Being the largest financial group in Saudi Arabia and one of the largest powerhouses in the region, SNB plays a vital role in supporting economic transformation in Saudi Arabia by transforming the local banking sector and catalyzing the delivery of Saudi Arabia’s Vision 2030. SNB strategy is closely aligned with the Saudi Vision programs, levering on its position as the largest institutional and specialized financier in the Kingdom to support the Kingdom’s landmark deals and mega projects.

SNB balance sheet, business model, and liquidity position help the Bank’s local and regional capabilities, and to facilitate trade and capital flows between the Kingdom and regional and global markets.

== Ownership and legal constitution ==
The bank was constituted as a general partnership from its founding in 1953 until 1 July 1997, when it was reconstituted as a joint stock company.

In 1999, the Government of Saudi Arabia acquired a majority holding in the bank through the Ministry of Finance's Public Investment Fund (PIF).

In an extraordinary general assembly meeting held on 21 March 2014, the shareholders approved to offer 25% of the bank's share capital (after capital increase) to the public under the initial public offering (IPO) and to a minority shareholder of the bank.

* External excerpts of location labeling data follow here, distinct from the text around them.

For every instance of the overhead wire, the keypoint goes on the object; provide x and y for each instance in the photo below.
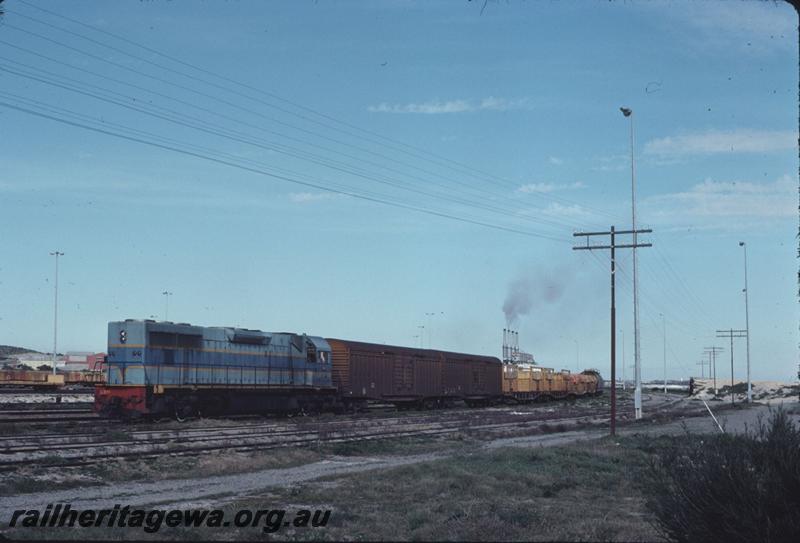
(336, 165)
(523, 217)
(228, 162)
(260, 91)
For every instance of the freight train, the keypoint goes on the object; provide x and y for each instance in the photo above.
(38, 379)
(157, 369)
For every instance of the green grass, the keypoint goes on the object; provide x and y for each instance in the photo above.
(578, 492)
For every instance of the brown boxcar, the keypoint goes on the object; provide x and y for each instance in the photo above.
(403, 375)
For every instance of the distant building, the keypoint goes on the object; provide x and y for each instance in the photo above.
(80, 360)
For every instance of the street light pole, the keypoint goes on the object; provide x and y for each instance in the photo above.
(577, 356)
(747, 322)
(623, 359)
(166, 304)
(55, 312)
(637, 394)
(664, 325)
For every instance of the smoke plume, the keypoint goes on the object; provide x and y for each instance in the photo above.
(530, 289)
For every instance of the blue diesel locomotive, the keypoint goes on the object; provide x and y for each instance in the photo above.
(167, 369)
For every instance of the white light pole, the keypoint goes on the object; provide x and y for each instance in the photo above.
(577, 355)
(664, 325)
(747, 322)
(166, 304)
(55, 312)
(623, 358)
(637, 394)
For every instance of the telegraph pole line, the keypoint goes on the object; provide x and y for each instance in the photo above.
(732, 334)
(712, 357)
(613, 246)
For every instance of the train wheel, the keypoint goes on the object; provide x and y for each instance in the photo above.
(183, 411)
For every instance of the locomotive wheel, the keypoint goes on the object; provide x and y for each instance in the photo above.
(183, 411)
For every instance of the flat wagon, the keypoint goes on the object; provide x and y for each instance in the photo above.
(526, 383)
(405, 376)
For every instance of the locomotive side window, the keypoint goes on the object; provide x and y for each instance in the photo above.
(180, 341)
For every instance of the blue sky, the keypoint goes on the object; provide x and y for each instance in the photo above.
(502, 122)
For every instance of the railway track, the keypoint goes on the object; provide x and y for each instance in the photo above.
(123, 442)
(77, 450)
(59, 415)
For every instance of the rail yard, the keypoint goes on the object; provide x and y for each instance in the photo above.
(257, 257)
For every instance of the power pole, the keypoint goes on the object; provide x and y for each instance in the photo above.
(732, 334)
(637, 393)
(712, 356)
(55, 312)
(613, 247)
(747, 322)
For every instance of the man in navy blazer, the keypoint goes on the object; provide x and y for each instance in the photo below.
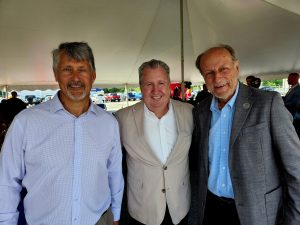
(247, 150)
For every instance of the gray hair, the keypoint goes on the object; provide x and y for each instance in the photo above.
(153, 64)
(222, 46)
(80, 51)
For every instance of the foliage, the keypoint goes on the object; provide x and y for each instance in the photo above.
(120, 90)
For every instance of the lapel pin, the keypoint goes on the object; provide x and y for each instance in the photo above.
(246, 105)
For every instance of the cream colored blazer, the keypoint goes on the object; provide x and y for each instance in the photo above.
(150, 184)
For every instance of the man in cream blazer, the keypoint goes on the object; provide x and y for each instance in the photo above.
(156, 134)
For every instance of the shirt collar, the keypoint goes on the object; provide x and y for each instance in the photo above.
(56, 105)
(230, 103)
(152, 115)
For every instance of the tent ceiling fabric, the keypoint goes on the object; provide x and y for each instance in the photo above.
(125, 33)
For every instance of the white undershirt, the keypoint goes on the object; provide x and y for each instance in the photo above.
(161, 134)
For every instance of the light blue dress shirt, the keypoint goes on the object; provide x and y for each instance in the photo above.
(219, 180)
(71, 166)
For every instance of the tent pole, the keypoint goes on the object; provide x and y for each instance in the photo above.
(182, 51)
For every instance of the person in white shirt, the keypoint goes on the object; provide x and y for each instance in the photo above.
(156, 134)
(66, 152)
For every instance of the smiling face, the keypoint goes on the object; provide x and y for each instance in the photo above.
(220, 73)
(155, 87)
(75, 79)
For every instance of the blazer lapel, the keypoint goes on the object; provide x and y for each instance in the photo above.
(243, 106)
(138, 114)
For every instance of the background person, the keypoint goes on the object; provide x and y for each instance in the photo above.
(66, 152)
(156, 134)
(248, 151)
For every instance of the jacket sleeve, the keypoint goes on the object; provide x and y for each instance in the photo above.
(287, 146)
(12, 171)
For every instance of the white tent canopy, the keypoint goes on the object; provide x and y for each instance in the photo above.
(125, 33)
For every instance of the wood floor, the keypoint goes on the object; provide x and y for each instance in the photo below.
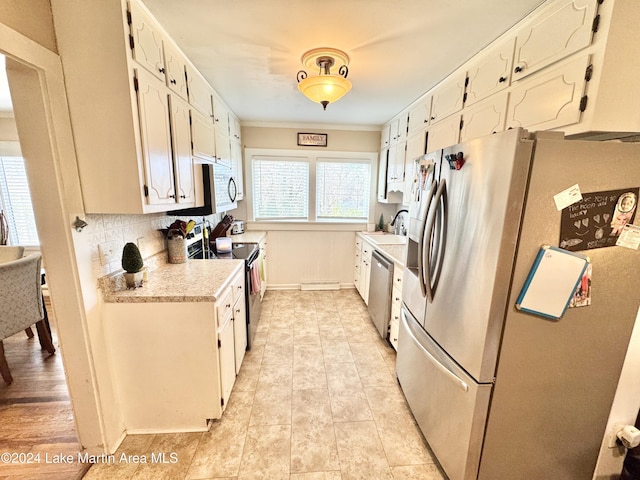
(36, 421)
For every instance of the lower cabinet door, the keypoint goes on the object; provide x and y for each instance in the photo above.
(226, 349)
(239, 332)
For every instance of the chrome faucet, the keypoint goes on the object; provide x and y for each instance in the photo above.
(398, 229)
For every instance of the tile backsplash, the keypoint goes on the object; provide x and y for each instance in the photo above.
(116, 230)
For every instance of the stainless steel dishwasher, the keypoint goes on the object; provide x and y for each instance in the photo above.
(380, 285)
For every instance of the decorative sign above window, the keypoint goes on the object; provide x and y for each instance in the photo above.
(312, 139)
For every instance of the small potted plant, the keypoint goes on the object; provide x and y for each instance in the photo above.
(132, 264)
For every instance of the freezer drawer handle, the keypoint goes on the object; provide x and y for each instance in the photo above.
(444, 369)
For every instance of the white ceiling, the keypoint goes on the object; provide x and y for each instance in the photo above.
(250, 50)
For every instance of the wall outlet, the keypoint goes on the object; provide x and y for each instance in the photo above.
(141, 245)
(109, 252)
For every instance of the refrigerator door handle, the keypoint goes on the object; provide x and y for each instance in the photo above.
(452, 376)
(440, 220)
(421, 262)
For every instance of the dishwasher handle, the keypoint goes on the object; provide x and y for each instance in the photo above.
(382, 261)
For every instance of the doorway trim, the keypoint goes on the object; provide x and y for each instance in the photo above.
(46, 139)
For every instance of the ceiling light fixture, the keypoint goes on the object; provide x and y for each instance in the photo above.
(326, 87)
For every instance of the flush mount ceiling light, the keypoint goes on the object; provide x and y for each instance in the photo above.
(326, 87)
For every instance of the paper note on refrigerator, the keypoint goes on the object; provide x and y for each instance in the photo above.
(552, 282)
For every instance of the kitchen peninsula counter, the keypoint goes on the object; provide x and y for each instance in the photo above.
(193, 281)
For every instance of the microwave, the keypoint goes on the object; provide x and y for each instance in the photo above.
(217, 193)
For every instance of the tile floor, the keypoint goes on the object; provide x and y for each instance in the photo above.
(316, 399)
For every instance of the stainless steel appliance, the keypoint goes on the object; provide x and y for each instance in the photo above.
(499, 393)
(197, 248)
(237, 227)
(219, 191)
(380, 285)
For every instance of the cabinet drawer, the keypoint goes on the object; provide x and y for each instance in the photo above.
(398, 273)
(224, 307)
(238, 288)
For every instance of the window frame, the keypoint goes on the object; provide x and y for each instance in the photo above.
(312, 156)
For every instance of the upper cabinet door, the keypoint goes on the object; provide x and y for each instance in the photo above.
(175, 65)
(147, 41)
(155, 132)
(199, 93)
(419, 115)
(551, 99)
(448, 97)
(554, 36)
(183, 164)
(490, 73)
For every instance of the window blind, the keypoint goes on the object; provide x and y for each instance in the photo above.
(281, 189)
(16, 202)
(342, 190)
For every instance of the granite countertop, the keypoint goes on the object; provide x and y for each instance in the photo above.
(249, 237)
(389, 245)
(193, 281)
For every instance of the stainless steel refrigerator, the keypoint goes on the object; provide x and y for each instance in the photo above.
(499, 393)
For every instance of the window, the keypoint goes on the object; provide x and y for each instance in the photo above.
(315, 187)
(342, 190)
(15, 202)
(280, 189)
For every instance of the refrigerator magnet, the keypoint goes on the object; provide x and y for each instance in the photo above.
(552, 282)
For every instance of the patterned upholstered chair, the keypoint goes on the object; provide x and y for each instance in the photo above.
(21, 304)
(8, 253)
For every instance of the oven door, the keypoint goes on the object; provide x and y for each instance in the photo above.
(254, 305)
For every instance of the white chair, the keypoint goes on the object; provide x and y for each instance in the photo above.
(21, 304)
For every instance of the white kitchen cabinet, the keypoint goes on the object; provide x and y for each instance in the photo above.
(365, 270)
(239, 332)
(385, 135)
(484, 118)
(490, 72)
(553, 36)
(236, 167)
(444, 133)
(220, 116)
(146, 41)
(416, 146)
(386, 194)
(223, 149)
(121, 115)
(155, 131)
(239, 320)
(154, 51)
(396, 305)
(419, 115)
(234, 128)
(182, 161)
(175, 65)
(226, 350)
(203, 137)
(550, 99)
(200, 93)
(448, 97)
(357, 263)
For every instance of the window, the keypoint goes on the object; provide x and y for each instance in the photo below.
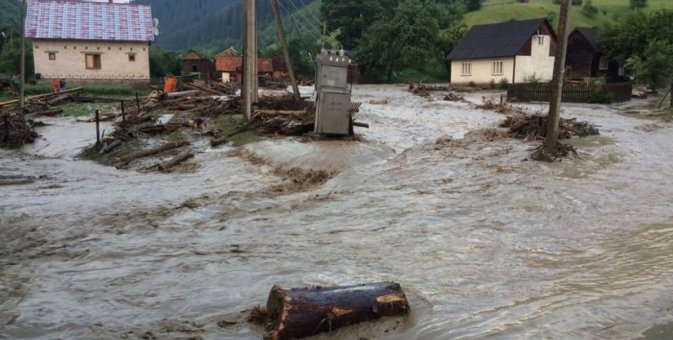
(603, 65)
(496, 68)
(92, 61)
(467, 69)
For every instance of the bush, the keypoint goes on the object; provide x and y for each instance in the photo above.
(589, 10)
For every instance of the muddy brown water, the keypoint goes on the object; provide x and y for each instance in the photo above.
(484, 243)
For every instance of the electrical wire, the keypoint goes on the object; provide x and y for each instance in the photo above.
(310, 31)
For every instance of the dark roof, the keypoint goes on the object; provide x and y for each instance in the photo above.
(591, 35)
(78, 20)
(496, 40)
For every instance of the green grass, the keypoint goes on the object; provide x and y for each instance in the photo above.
(88, 109)
(495, 11)
(109, 91)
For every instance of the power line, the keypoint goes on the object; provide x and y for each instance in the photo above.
(308, 12)
(301, 13)
(309, 31)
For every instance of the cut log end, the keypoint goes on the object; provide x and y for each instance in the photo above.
(301, 312)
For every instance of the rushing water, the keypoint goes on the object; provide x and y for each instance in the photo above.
(483, 242)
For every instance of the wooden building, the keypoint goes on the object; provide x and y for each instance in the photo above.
(193, 63)
(586, 60)
(90, 42)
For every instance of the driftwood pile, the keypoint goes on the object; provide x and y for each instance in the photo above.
(16, 130)
(212, 87)
(534, 127)
(43, 104)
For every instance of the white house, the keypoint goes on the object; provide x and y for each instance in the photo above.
(90, 41)
(514, 51)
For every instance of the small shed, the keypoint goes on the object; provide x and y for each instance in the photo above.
(585, 58)
(193, 62)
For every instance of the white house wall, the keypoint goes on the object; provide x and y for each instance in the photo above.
(70, 63)
(539, 65)
(481, 71)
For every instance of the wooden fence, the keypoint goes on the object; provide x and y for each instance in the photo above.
(572, 92)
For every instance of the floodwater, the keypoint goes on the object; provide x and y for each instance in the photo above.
(485, 243)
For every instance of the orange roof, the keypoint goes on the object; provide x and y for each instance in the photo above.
(234, 64)
(264, 66)
(228, 64)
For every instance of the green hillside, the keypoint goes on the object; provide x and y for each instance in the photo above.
(495, 11)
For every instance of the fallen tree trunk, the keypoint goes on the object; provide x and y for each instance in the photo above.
(153, 151)
(109, 147)
(302, 312)
(181, 157)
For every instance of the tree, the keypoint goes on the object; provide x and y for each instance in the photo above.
(163, 62)
(10, 57)
(448, 39)
(589, 10)
(473, 5)
(642, 41)
(353, 17)
(655, 66)
(408, 40)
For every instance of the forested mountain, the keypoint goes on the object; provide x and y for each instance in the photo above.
(209, 24)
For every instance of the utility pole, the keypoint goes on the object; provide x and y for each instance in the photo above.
(286, 51)
(249, 90)
(22, 93)
(551, 140)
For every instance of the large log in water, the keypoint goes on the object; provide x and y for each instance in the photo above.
(301, 312)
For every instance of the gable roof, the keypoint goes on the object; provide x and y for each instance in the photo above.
(78, 20)
(496, 40)
(230, 52)
(590, 34)
(193, 55)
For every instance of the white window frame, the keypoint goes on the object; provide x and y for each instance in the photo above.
(603, 64)
(497, 68)
(467, 68)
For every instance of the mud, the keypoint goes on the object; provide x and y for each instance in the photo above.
(484, 242)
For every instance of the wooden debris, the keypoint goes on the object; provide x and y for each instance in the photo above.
(109, 147)
(453, 97)
(153, 151)
(16, 130)
(218, 141)
(534, 127)
(302, 312)
(181, 157)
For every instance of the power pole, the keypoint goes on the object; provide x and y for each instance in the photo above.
(286, 51)
(551, 140)
(249, 90)
(22, 93)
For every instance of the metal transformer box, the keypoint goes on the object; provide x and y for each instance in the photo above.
(333, 114)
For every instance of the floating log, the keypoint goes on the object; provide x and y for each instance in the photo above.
(153, 151)
(181, 94)
(302, 312)
(51, 112)
(218, 141)
(109, 147)
(181, 157)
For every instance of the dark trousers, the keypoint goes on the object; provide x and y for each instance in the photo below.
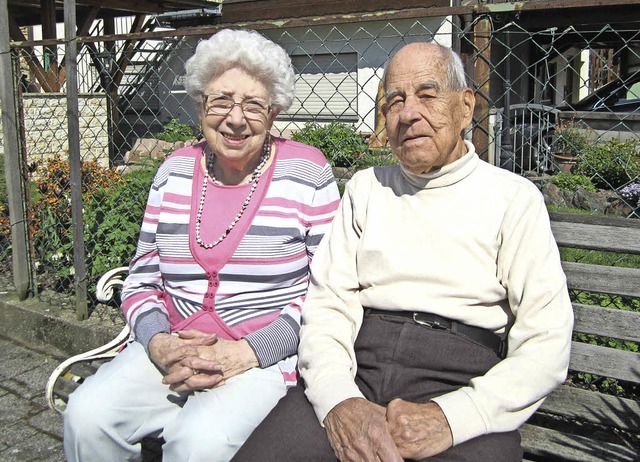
(396, 359)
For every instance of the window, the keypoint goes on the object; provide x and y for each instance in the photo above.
(326, 87)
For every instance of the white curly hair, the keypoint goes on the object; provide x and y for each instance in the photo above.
(248, 50)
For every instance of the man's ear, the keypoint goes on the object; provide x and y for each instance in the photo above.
(469, 104)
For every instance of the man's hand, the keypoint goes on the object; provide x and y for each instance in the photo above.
(233, 356)
(180, 363)
(357, 431)
(419, 430)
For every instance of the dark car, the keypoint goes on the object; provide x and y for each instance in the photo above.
(619, 95)
(612, 110)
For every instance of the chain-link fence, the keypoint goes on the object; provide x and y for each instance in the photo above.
(561, 106)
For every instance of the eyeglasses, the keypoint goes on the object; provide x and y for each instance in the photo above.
(220, 105)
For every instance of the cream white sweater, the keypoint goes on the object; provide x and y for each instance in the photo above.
(470, 242)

The IPO was made for 15% of the bank's share capital, and an additional 10% was allocated to the Public Pension Agency. The shares offered were part of the shareholding of a majority shareholder of the bank. The IPO was approved by the regulatory authorities and the subscription for the IPO took place between 19 October 2014 and 2 November 2014, and the Bank's shares have been trading on Saudi Stock Exchange (Tadawul) since 12 November 2014.

== SNB Management ==
Chairman: Saeed Mohammed Al-Ghamdi
CEO: Tareq Abdulrahman Al Sadhan
CEO, SNB Capital: Rashed I. Sharif
Group CFO: Ahmad Ali Al Dhabi

==NCB Samba Deal==

Samba Financial Group and NCB planned a mega-merger worth billion. The merger would result in the creation of Arabian Gulf's third-largest bank after Qatar National Bank and First Abu Dhabi Bank.

== Investments ==
Saudi National Bank previously held a 9.8% stake in the Credit Suisse Group. Later statements indicate this had been increased to the maximum authorised amount of 9.9% and a statement issued on this matter, at the time “material weaknesses” were identified by auditors in Credit Suisse accounts, contributed to climate which resulted in CS being bought at a steep discount by its rival UBS and despite receiving a massive credit line by the Swiss National Bank. This will have resulted (subject to any hedging) in a large loss write down in value of investments owned by the Saudi National Bank. They will have gained a much smaller participation in the new post-merger UBS bank.